Here’s the change in suicide rates by state. Some surprises here. Utah, Colorado, New Hampshire and New Mexico have seen a greater increase in suicides than West Virginia!
This has been a grim undertaking. But we have made some progress. The preceding analysis confirms, first of all, that despair in America is strongly structured by the geography of class. What we’ve also shown is that, even if the causal effect of deindustrialization can be identified with sophisticated weapons, as Pierce has shown, the signal is simply not strong enough to shape broad patterns of despair in America.
This may be due to the fact that manufacturing employed less than a quarter of the civilian labor force even at its peak at midcentury. It had steadily fallen to 18% by 1980, 14% by 1990, and 12% by 2000, on the eve of the China shock; we’re now at 8%.
Were deindustrialization responsible for the despair, then the deaths of despair should’ve been rising through the 1970s, 1980s and 1990s, when the United States went through most of the deindustrializing. Why do we see little or no upward movement in working class mortality rates during those decades? Deaths of despair instead take off when deindustrialization begins to taper off. So, deindustrialization is unlikely to be the central culprit it is thought to be. What may be responsible is the broader hourglass economy, which comes together precisely when the structural break in deaths of despair occurs in the early-1990s, a decade before the China shock and many decades into the secular decline of manufacturing employment.
I fear that too many serious people are investing too much into re-industrialization as a strategy for solving the problem of working class despair—and ultimately, as a strategy of political stabilization. The decline in manufacturing per se almost certainly did not cause the despair, and it is quite unlikely to be the master solution so many are positing it to be. Meanwhile, our politicians seem hell-bent on wrecking relations with China, based on what appear to be poorly thought-through political and geopolitical calculations with a dash of even more intellectually-challenged mercantilism thrown in for good measure.
"What may be responsible is the broader hourglass economy, which comes together precisely when the structural break in deaths of despair occurs in the early-1990s, a decade before the China shock and many decades into the secular decline of manufacturing employment."
I don't see how this rules out deindustrialization, unless you expect people to immediately plunge into despair after their plant closes. Was it at all obvious in the 1970s that plant closures would continue for generations and never reverse? A lot of displaced workers were promised retraining or job placement, and politicians have perennially sold us on reindustrialization. I think a totally plausible mechanism is: plant closes -> community/social fabric deteriorates (i.e., hope fades over the years) -> despair sets in.

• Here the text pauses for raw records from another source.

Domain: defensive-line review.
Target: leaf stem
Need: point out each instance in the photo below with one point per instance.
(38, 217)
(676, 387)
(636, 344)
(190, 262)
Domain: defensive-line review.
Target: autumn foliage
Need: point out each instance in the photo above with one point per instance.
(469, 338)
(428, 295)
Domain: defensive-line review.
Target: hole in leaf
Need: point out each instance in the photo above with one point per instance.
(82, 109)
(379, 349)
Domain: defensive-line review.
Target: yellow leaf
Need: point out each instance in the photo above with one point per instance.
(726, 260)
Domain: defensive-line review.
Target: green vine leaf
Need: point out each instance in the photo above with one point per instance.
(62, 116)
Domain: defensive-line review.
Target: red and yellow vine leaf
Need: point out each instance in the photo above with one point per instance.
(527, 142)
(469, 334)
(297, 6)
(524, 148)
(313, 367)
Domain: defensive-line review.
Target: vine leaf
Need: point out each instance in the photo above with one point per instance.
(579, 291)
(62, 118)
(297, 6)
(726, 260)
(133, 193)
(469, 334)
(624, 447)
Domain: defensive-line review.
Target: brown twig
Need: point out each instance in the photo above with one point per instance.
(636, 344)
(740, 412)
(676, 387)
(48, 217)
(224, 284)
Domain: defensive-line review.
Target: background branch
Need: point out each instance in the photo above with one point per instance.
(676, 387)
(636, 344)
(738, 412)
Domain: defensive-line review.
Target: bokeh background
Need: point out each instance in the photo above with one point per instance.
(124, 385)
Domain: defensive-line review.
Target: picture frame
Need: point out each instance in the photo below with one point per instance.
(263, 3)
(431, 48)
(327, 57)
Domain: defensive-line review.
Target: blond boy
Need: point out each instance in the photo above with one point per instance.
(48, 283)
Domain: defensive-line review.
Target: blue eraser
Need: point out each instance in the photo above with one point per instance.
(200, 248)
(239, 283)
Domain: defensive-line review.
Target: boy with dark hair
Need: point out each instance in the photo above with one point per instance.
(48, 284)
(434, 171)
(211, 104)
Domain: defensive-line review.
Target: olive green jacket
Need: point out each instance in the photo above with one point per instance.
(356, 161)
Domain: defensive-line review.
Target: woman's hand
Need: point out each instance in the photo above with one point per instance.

Having grown up in Baltimore, lived in Pittsburgh and lost people to pills/suicide/despair, the idea that deindustrialization played NO role in "Deaths of Despair" is slightly goofy.
What you are looking at is the conversion of Jim Crow from a racially based system to a class based system. The central principal of Jim Crow was to impoverish a class, black people, and then criminalize everything they could try to do to ameliorate that impoverishment, allowing the state to kill or incarcerate and force labor from the criminalized class.
The historical classes subjected to this adapted cultural ameliorations, primarily a very robust and resilient culture of black women, that mitigate against "deaths of despair."
Falling out of the historically protected class of "white people" into the newly criminal class of "poor people" without the ameliorations of American black culture, white men have no place to fall but on their own hand guns, which their fetish with the old Jim Crow has encouraged them to own.